I’m like bigger than Car
like my hands are bigger
we we snuggle I’m bigger
when I lay on him I feel like I’m crushing him…
ugh. he’s taller than me. that’s something right?
he told me he usually dates smaller girls… doesn’t that make me feel nice. ugh. I wish I was smaller, skinnier, shorter. ugh.
Car kept me up late last night and we didn’t even get to talk on the phone. I miss him. but i saw him Sunday. ugh. I wish he went to my school… I really like him.. what if he’s losing interest? what If he likes somebody else? /.\ jeez I think too much.

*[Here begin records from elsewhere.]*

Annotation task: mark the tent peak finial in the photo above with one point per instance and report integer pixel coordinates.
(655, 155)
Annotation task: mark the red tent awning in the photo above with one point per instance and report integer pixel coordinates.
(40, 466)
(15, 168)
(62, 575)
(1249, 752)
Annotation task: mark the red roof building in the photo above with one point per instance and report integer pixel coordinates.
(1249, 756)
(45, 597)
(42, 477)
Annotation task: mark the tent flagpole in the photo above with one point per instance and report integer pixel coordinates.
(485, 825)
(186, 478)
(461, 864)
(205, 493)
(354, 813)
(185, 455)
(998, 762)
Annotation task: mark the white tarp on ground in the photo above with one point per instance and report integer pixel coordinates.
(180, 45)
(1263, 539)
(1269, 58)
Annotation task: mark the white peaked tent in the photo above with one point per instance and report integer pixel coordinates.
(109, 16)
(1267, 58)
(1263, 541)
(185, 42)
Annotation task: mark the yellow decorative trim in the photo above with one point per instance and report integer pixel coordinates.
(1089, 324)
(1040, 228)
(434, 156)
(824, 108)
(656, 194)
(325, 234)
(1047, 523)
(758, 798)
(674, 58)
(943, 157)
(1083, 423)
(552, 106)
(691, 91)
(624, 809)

a is sick today. yippieeeeee. I cannot focus on chemistry with her annoying fucking giggle.
jay cub is pretty cool. we’ve been going on walks. he’s really chill and down to earth we can talk about anything, it’s great.
I didn’t tell car how he tried to kiss me… i don’t know how, should I tell him? it wasn’t even anything. I pushed him away and he laughed it off as if it was a joke. it probably didn’t mean anything.

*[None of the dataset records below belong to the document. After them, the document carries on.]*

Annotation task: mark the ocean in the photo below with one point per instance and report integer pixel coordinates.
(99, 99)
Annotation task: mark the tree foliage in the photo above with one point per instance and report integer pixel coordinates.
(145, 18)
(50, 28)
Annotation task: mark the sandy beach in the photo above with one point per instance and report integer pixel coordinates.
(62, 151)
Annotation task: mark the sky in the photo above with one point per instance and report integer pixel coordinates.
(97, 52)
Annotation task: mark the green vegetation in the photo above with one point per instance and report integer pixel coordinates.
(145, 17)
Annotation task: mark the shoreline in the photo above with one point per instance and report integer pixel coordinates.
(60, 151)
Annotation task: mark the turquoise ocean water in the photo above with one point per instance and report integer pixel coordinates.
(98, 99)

I’d choose car or jay any day. car makes me so unbelievably happy. I can’t believe how happy he makes me. agh Its just amazing. I’m like 2 weeks clean, in a better mood, willing to get out of bed. it’s fantastic. I hope I make him happy. oh god… I really don’t want to lose him.
car talked to me about like a future. like dating him while he’s in college and like maybe even longer than that… omg, I might have a future.. that’s exciting.. I love him.
I kinda feel like right now all we’re doing is cuddling, watching movies, and making out. never really talking… we’ll have to change that I guess.
at the moment we’re not even texting… I hope he doesn’t break up with me.. bleh >.<
I have a vball game today… I hope we win. i have bruises all over the place. we better win.